Two distinguished professors pitted religion against the human mind Tuesday in the second Trotter Endowed Lecture Series, bringing differing viewpoints to the ongoing debate about God’s place in the world of science, as well as the rest of the universe.
Dr. Alan Guth, a physics professor from the Massachusetts Institute of Technology, and the Rev. Dr. John Polkinghorne, an Anglican priest and former professor of mathematical physics and president of Queens College in Cambridge, were this year’s lecturers.
Guth and Polkinghorne presented two sides to a story that is as yet unfinished.
“God is the ordainer and sustainer of natural laws,” Polkinghorne said. “In my view, religion and scientific theory can live in harmony.”
The big-bang theory ties into what Polkinghorne has to say about God’s role in the universe.
“No explanatory system of the universe can have an unexplained starting point. Nothing comes from nothing,” he said.
Guth, however, struck a more humanistic tone.
“Do we really need the concept of God to understand the universe. I don’t really see how God helps this idea. I do believe there is a purpose for our existence, but I believe it is a purpose that we must find for ourselves,” Guth said.
Regardless of their views, both scientists bring a lot to the table when it comes to scientific theory.
Guth is known as the father of the inflationary universe theory — a tie-in to the classic big-bang theory — which proposes that the universe started in an extremely small state, where the laws of physics are not applicable.
“Inflationary theory takes advantage of results from modern particle physics, which predicts that at very high energies there should exist peculiar kinds of substances which actually turn gravity on its head and produce repulsive gravitational forces,” Guth said.
A form of matter possessing high energy would be capable of producing a sort of reverse gravity that drives objects away from each other, a concept known as gravitational repulsion.

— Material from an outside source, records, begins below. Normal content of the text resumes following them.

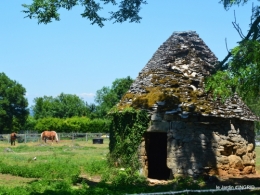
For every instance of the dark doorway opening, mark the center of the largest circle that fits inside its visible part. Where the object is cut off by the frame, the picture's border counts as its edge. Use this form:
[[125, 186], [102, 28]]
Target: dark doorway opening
[[156, 147]]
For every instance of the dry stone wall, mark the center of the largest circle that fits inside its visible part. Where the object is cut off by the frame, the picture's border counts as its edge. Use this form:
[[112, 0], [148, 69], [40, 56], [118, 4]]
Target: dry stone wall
[[221, 147], [205, 135]]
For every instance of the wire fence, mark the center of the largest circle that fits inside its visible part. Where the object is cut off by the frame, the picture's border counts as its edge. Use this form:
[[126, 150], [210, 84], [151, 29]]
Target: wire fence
[[36, 137]]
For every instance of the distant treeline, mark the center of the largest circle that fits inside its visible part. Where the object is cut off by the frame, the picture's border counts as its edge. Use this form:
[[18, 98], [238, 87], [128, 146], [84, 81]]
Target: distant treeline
[[74, 124]]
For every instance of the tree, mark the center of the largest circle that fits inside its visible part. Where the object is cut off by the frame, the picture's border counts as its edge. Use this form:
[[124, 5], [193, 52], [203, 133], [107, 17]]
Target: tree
[[46, 11], [43, 107], [63, 106], [13, 105], [239, 70], [108, 97]]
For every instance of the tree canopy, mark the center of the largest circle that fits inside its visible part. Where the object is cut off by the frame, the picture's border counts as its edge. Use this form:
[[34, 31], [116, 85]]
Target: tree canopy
[[46, 11], [108, 97], [62, 106], [239, 70], [13, 105]]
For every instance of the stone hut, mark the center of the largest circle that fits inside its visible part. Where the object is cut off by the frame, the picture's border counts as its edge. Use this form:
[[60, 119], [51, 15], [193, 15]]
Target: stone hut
[[190, 132]]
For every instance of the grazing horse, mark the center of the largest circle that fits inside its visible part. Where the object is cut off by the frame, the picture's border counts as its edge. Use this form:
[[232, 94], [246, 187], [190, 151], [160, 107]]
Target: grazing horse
[[51, 135], [13, 137]]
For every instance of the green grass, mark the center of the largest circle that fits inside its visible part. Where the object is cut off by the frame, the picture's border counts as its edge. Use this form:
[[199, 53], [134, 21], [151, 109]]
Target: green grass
[[71, 167]]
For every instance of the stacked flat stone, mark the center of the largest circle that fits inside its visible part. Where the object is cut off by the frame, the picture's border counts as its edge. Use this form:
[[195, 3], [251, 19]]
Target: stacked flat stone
[[182, 63], [204, 135]]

Assuming that a small portion of this matter was present at the very beginning of the universe, Guth’s theory proposes that only an amount one billion times smaller than a proton is all that was necessary to set in motion the expansion of our universe.
“The universe today is in fact not slowing down due to gravity,” Guth said. “It is in fact accelerating. This acceleration is attributed to repulsive gravity material, which goes by the name of ‘dark energy’ because we don’t know what it is.”
This dark energy is believed to comprise 60 percent of the matter in the universe, according to modern astronomers.
Polkinghorne takes a more metaphysical approach to his theory of the origin of the universe. He suggests that the existence of scientific law does not discount the existence of God, nor does the existence of God discount science.
To explain the phenomenal ability of mankind to explain the mechanics of the universe around us with the use of physics, Polkinghorne said that the physical laws of the universe and human imagination share a common source.
“The reason is our minds and the structure of the universe have a common origin,” he said. “That is God.”
The Trotter Endowed Lecture Series was established in the memory of Dr. Ide P. Trotter, former dean of the Graduate School at Texas A&M, in Fall 2001.